Interior bus kota di Padang

Pagi menjelang dan kami pun langsung bersiap menuju Bukittinggi. Usai sarapan nasi goreng seadanya di hotel kami pun check out. Masih ngintilin istri, saya pasrah diajak naik bus kota menuju Basco Mall, di mana mobil-mobil pribadi yang berfungsi menjadi travel menuju Bukittinggi berada. Menaiki bus, saya merasa bahwa orang Padang ini ekspresif. Bus yang kami tumpangi rame interior lucu, ada boneka marsupilami terpajang di sana. Agak tidak matching, lagu yang diputar di dalam bus adalah lagu ajeb-ajeb bervolume sangat keras. Selain bus, angkot yang kami tumpangi malam sebelumnya pun tak kalah unik, ceper dan berlampu warna-warni.

Sesampai di Basco Mall, naiklah kami ke sebuah mobil avanza yang akan membawa kami ke Bukittinggi. Walaupun agak lama menunggu mobil penuh sebelum berangkat, tapi masih dalam kewajaran.
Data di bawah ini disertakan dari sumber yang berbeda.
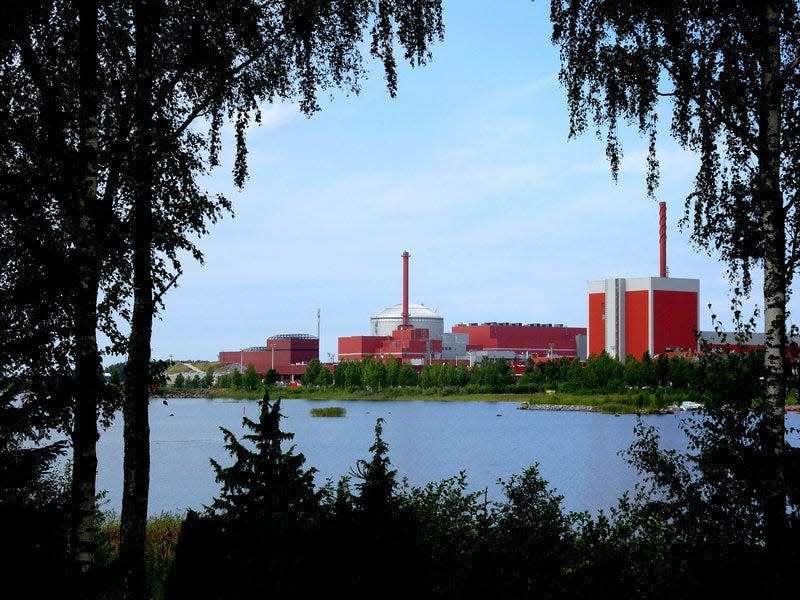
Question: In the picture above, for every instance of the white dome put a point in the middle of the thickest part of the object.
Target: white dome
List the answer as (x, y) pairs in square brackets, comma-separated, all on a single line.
[(415, 311), (419, 316)]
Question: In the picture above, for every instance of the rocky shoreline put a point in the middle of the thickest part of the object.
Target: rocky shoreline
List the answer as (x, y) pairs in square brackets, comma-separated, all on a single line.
[(529, 406)]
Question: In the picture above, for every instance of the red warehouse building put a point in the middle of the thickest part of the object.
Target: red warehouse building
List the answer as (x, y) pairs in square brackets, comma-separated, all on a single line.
[(534, 339), (288, 354), (653, 314)]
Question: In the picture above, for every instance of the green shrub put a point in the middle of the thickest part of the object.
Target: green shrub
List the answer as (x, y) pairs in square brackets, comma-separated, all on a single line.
[(328, 411)]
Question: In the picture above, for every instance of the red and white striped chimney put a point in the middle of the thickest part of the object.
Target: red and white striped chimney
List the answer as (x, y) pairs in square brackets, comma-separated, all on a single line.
[(662, 238), (405, 314)]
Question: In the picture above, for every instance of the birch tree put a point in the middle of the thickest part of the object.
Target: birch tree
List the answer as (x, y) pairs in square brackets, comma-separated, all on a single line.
[(729, 73)]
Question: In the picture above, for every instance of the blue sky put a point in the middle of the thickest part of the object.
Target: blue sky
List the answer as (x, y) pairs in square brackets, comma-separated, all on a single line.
[(469, 169)]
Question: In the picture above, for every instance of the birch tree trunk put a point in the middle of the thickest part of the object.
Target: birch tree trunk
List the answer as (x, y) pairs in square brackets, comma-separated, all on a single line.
[(135, 408), (775, 283), (85, 432)]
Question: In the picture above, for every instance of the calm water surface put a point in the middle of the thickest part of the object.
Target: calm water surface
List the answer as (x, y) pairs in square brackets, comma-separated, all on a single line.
[(577, 452)]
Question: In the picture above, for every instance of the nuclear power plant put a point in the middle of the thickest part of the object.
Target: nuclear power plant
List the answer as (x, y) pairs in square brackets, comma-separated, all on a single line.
[(415, 334), (626, 316), (644, 314)]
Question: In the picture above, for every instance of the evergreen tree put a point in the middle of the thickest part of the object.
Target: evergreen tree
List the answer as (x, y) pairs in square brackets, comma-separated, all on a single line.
[(260, 528)]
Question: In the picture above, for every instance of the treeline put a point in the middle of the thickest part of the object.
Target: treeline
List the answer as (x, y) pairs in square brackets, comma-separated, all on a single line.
[(600, 374)]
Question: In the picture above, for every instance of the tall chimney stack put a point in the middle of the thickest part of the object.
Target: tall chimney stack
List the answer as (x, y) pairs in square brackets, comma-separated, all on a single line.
[(405, 290), (662, 238)]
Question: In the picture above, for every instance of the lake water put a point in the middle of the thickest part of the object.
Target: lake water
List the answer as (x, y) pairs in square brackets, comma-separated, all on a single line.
[(577, 451)]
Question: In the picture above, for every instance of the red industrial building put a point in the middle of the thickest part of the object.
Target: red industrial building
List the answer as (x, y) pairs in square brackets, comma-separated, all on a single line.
[(653, 314), (288, 354), (527, 341), (406, 345), (407, 342)]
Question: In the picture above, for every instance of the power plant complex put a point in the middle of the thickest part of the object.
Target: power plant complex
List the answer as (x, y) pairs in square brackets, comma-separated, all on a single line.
[(626, 316)]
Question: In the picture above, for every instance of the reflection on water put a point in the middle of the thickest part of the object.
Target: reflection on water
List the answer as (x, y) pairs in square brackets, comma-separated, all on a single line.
[(577, 452)]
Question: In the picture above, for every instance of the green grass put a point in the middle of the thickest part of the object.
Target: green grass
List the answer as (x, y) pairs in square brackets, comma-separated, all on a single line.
[(328, 411), (161, 538)]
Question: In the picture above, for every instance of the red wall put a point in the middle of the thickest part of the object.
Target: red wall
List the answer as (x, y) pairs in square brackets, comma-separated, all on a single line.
[(260, 359), (675, 315), (530, 338), (597, 324), (359, 345), (636, 322)]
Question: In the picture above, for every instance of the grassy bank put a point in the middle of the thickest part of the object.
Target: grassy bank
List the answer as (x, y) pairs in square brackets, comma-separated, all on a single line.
[(644, 402)]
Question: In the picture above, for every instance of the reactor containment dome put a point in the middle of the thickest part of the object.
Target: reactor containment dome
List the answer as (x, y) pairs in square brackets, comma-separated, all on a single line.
[(389, 319)]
Perjalanan pun cukup menyenangkan. Sepanjang perjalanan kami diiringi lagu-lagu minang (“talambeeekk.. iyo salangkah.. talambek.. denai malangkah” *bahkan lagunya Ratu Sikumbang ini masih terngiang sampai sekarang*). Namun tak lama perjalanan berubah menjadi penyiksaan. Pasalnya, jalan raya Padang – Bukittinggi, tepatnya di kawasan Koto Baru, pagi itu macet sekali. Usut punya usut, hari itu adalah pas hari Senin yang adalah hari pasar masyarakat di Koto Baru. Pada hari pasar ini, masyarakat berduyun-duyun ke pasar, ada penjual yang membawa bermacam barang kebutuhan sehari-hari seperti sayur mayur untuk diperjualbelikan, ada juga para pembeli. Mereka menyesaki pasar-pasar yang umumnya berada di pinggir jalan raya. Tentulah jadi seperti pasar kaget dan berakibat macet total. Perjalanan yang seharusnya hanya sekitar 2 jam terpaksa kami lalui selama hampir 5 jam. Rasa bosan, capek, dan terutama lapar membuat saya agak emosi. Untung istri saya orangnya sabar. Kami kira berlibur jauh dari ibukota bisa terhindar macet. Eh, ternyata di Sumatera Barat pun tetap ketemu macet!

Nasi gulai tambusu

Nasi gulai tambusu

Nasi Kapau Ni Lis

Nasi Kapau Ni Lis

Perasaan lega merambat saat mobil yang kami tumpangi sudah masuk kota Bukittinggi dan berhenti di sekitar Pasar Bawah dan menurunkan semua penumpangnya. Kami yang memang ingin menginap di sekitar Jam Gadang merayu sopir untuk mengantar kami ke Pasar Atas. Emosi kembali menyeruak tatkala sang sopir meminta tambahan uang 20 ribu untuk mengantarkan kami. Langsung saja kami bilang tidak. Dengan masih bersungut-sungut saya menurunkan tas yang masih di dalam mobil dan melenggang menjauh. Mungkin karena tahu kalau kami wisatawan si sopir itu jadi aji mumpung. Padahal saat kami naik angkot ongkosnya cuma 2.500 rupiah per orang. Sesampai di Pasar Atas, untuk meredam emosi dan tentu saja lapar, kami langsung kalap makan di Nasi Kapau Ni Lis di Los Lambuang. Sepiring penuh nasi ditemani gulai tambusu terasa sangat menggoda.. nyaaammm.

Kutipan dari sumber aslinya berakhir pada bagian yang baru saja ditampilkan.